The real thing is this: it lost by one vote on the House floor on a day when three Democrats (including one sponsor of the bill) were absent from voting. (A tie vote, by the way, loses.)
I like the bill. It’s not perfect. The Republicans I spoke with said it would not really change much, and might still be as tough to convict the idiot driver who blasts through the intersection, pedestrians-be-damned. For instance, who is to say that the pedestrian did not step off the curb too late and not give the car time to stop? That will remain as unclear as it ever was, say detractors.
Still, I think everyone can see the difference between “yield” and “stop,” and it’s a significant difference to me.
Walking my dog this morning, I noticed a spot on N. Quincy Street at N. 5th Road that would be a perfect “unmarked crosswalk.” The sidewalk at the corner has a nice skirt that slopes down to N. Quincy at the intersection. On the opposite side of N. Quincy is another skirt that slopes up from the road. N. 5th, however, does not cut all the way through at that point, and there are no striped lines marking the crosswalk on N. Quincy, so it does not look much like a crosswalk, but under the SB644, I think it would be.
I wondered if I would be legally right to consider that a crosswalk, and if I stepped out into it would a car on my side of the street have to stop for me or risk a ticket? (If the driver actually hit me in a cross walk, marked or no, the driver is actually at fault).
Since the “crosswalk” there is not readily apparent, that would mean drivers would have to be even more vigilant, constantly looking for pedestrians crossing at these places.

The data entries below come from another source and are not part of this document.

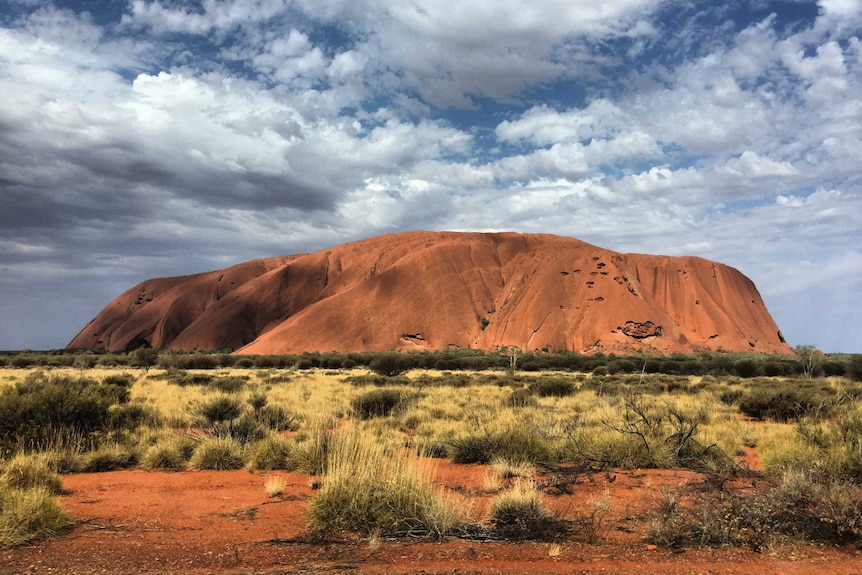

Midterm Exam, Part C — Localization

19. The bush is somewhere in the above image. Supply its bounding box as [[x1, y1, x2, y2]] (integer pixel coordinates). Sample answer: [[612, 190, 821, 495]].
[[189, 438, 244, 471], [0, 371, 122, 455], [0, 454, 63, 495], [530, 377, 575, 397], [199, 395, 242, 425], [491, 481, 567, 540], [140, 435, 196, 471], [350, 387, 416, 419], [368, 353, 410, 377], [0, 487, 72, 549], [108, 402, 162, 431], [503, 387, 539, 407], [209, 375, 249, 393], [80, 445, 138, 473], [212, 413, 268, 445], [739, 390, 810, 422], [448, 427, 552, 464], [733, 358, 759, 377], [249, 433, 295, 471], [257, 405, 299, 431], [308, 429, 470, 536], [651, 471, 862, 551]]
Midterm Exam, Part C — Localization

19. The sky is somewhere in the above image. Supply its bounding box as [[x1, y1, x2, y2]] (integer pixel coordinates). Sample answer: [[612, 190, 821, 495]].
[[0, 0, 862, 353]]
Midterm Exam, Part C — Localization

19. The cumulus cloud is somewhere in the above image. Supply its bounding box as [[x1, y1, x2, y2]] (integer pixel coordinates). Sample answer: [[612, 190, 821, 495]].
[[0, 0, 862, 351]]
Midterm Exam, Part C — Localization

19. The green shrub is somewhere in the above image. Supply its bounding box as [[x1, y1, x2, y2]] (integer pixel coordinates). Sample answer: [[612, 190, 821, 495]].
[[530, 377, 575, 397], [491, 481, 567, 540], [0, 454, 63, 495], [308, 429, 470, 536], [140, 435, 196, 471], [503, 387, 539, 407], [448, 427, 552, 464], [350, 387, 416, 419], [212, 413, 268, 445], [847, 353, 862, 381], [80, 445, 138, 473], [368, 353, 411, 377], [249, 433, 296, 471], [650, 471, 862, 551], [209, 375, 249, 393], [0, 487, 72, 549], [189, 437, 244, 471], [0, 371, 128, 455], [289, 423, 333, 475], [739, 390, 810, 422], [198, 395, 242, 425], [107, 402, 162, 431], [257, 405, 299, 431]]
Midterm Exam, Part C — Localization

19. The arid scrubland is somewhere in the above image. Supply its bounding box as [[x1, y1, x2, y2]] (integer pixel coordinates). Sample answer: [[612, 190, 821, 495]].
[[0, 356, 862, 548]]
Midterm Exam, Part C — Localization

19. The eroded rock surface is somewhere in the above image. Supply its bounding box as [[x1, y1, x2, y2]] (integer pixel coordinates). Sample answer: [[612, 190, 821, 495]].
[[69, 232, 790, 353]]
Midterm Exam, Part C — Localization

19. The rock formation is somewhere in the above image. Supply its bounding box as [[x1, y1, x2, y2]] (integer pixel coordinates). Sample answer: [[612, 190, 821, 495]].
[[69, 232, 791, 354]]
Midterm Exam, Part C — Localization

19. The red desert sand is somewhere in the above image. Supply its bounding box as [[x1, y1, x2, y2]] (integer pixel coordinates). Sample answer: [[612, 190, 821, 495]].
[[0, 461, 862, 575]]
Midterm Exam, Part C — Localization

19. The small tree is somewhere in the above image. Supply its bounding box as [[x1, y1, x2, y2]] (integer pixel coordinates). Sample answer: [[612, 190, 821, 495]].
[[793, 345, 820, 379]]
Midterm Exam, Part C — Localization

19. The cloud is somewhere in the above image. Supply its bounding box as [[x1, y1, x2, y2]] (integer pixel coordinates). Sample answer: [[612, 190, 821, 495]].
[[0, 0, 862, 347]]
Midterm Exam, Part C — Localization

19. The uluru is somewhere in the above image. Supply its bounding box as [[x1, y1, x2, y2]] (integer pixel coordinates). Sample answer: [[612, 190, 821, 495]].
[[68, 231, 791, 354]]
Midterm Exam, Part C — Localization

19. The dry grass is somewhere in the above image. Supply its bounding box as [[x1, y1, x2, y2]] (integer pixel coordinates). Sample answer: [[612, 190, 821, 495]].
[[263, 475, 287, 497]]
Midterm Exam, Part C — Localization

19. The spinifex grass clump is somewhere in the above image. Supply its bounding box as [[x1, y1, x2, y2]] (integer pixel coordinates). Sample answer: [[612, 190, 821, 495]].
[[0, 486, 72, 549], [189, 437, 244, 471], [491, 480, 566, 539], [449, 427, 553, 464], [350, 387, 416, 419], [650, 471, 862, 550], [308, 427, 465, 536], [0, 454, 63, 495], [0, 371, 129, 454]]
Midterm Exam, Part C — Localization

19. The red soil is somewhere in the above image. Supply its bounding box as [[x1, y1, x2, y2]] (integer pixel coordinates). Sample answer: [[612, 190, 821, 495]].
[[69, 232, 791, 354], [0, 462, 862, 575]]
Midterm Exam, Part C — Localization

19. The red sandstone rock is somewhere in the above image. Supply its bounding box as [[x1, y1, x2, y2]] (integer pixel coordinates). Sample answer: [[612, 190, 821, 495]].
[[69, 232, 791, 353]]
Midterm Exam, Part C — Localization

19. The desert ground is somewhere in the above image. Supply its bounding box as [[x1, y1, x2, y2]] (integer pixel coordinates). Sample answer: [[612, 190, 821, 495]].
[[0, 362, 862, 575]]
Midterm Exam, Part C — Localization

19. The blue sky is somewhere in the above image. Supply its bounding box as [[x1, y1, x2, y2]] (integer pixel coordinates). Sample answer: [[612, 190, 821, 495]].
[[0, 0, 862, 353]]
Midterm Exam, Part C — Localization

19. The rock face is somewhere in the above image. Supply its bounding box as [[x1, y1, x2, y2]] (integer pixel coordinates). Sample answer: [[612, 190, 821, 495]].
[[69, 232, 791, 354]]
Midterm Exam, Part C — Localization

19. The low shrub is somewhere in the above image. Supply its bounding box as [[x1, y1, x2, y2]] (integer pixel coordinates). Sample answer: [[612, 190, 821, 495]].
[[0, 486, 72, 549], [0, 371, 128, 456], [650, 471, 862, 551], [350, 387, 417, 419], [503, 387, 539, 407], [0, 453, 63, 495], [107, 402, 162, 431], [80, 445, 138, 473], [248, 433, 296, 471], [368, 353, 412, 377], [739, 390, 813, 423], [490, 480, 567, 540], [257, 405, 299, 431], [198, 395, 242, 425], [140, 435, 197, 471], [308, 429, 464, 536], [189, 437, 244, 471], [209, 375, 249, 393], [212, 413, 268, 445], [530, 377, 576, 397], [448, 427, 553, 464]]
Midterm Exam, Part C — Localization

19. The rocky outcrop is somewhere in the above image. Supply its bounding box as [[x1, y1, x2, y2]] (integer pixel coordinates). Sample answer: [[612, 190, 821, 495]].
[[69, 232, 791, 353]]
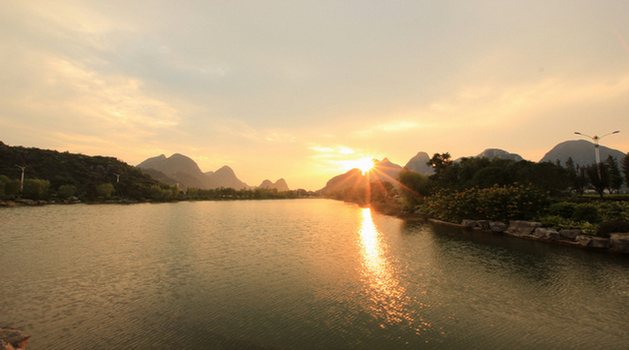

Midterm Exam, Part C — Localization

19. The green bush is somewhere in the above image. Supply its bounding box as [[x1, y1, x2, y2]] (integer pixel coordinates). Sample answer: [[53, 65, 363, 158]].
[[539, 215, 598, 235], [548, 202, 577, 219], [572, 203, 601, 224], [426, 184, 549, 222], [596, 220, 629, 238], [600, 202, 629, 221], [22, 179, 50, 200]]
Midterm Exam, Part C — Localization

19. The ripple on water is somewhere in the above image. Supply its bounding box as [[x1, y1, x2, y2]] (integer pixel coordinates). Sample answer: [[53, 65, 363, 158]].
[[0, 200, 629, 350]]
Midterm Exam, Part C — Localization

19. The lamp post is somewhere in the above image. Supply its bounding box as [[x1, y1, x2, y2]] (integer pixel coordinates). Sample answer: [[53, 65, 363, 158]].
[[15, 164, 27, 193], [574, 130, 620, 166]]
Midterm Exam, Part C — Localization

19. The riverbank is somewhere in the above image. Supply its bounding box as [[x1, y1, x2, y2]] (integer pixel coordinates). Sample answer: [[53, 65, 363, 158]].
[[415, 215, 629, 255], [360, 199, 629, 255]]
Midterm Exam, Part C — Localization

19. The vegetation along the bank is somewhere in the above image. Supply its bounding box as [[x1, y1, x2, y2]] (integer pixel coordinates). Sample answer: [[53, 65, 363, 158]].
[[329, 153, 629, 237], [0, 141, 306, 202]]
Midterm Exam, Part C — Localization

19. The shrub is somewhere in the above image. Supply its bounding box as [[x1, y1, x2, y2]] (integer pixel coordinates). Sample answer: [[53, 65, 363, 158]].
[[596, 220, 629, 238], [426, 184, 549, 222], [539, 215, 598, 235], [572, 203, 601, 224], [600, 202, 629, 221], [548, 202, 577, 219]]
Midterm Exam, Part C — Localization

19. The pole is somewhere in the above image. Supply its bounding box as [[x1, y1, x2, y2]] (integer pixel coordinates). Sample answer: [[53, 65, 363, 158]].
[[574, 130, 620, 167], [15, 164, 26, 193]]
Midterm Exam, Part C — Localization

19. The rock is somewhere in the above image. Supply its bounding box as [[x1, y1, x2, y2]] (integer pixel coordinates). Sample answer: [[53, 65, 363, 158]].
[[505, 220, 543, 236], [0, 327, 31, 350], [559, 229, 583, 241], [489, 221, 507, 233], [415, 210, 435, 219], [533, 227, 559, 241], [577, 235, 610, 249], [546, 229, 561, 241], [609, 233, 629, 254], [476, 220, 489, 230], [461, 220, 476, 229]]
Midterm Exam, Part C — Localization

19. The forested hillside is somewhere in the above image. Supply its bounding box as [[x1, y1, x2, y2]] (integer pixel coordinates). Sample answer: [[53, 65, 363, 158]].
[[0, 141, 169, 200]]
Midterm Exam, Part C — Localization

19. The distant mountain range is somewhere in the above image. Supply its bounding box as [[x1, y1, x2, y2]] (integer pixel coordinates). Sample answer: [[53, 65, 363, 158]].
[[320, 140, 625, 195], [136, 153, 289, 191], [258, 179, 289, 192], [540, 140, 625, 166]]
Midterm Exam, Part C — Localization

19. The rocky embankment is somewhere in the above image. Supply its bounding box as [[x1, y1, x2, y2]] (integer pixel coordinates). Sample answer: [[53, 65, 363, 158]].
[[0, 327, 31, 350], [430, 219, 629, 254]]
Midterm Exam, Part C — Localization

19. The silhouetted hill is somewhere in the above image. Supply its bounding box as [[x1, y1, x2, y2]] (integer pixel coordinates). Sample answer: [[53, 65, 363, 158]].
[[136, 153, 211, 189], [476, 148, 524, 162], [368, 158, 403, 184], [319, 169, 365, 196], [0, 141, 160, 199], [540, 140, 625, 166], [208, 165, 249, 190], [404, 152, 435, 175], [258, 179, 290, 192], [137, 153, 250, 190]]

And that is why I like the bill.
A few drivers (even myself if I was not paying attention) would get tickets for failing to stop for a pedestrian in an unmarked crosswalk even though they might not have known the law and might not have hurt or risked the life of anyone. So be it.
What this county needs is a shift in attitude. We have to change the mentality of drivers that says “hurry up and get out of my way foolish pedestrian” to “it won’t cost me but a few seconds, on average, to stop and wait for the person to get out of my way.”
If the law can get us to the point where people think that way (the same way seatbelt laws got everyone to think about using seatbelts), then I am all for it. I think this law will do it.
We’ll see what happens, and you know I will keep you posted.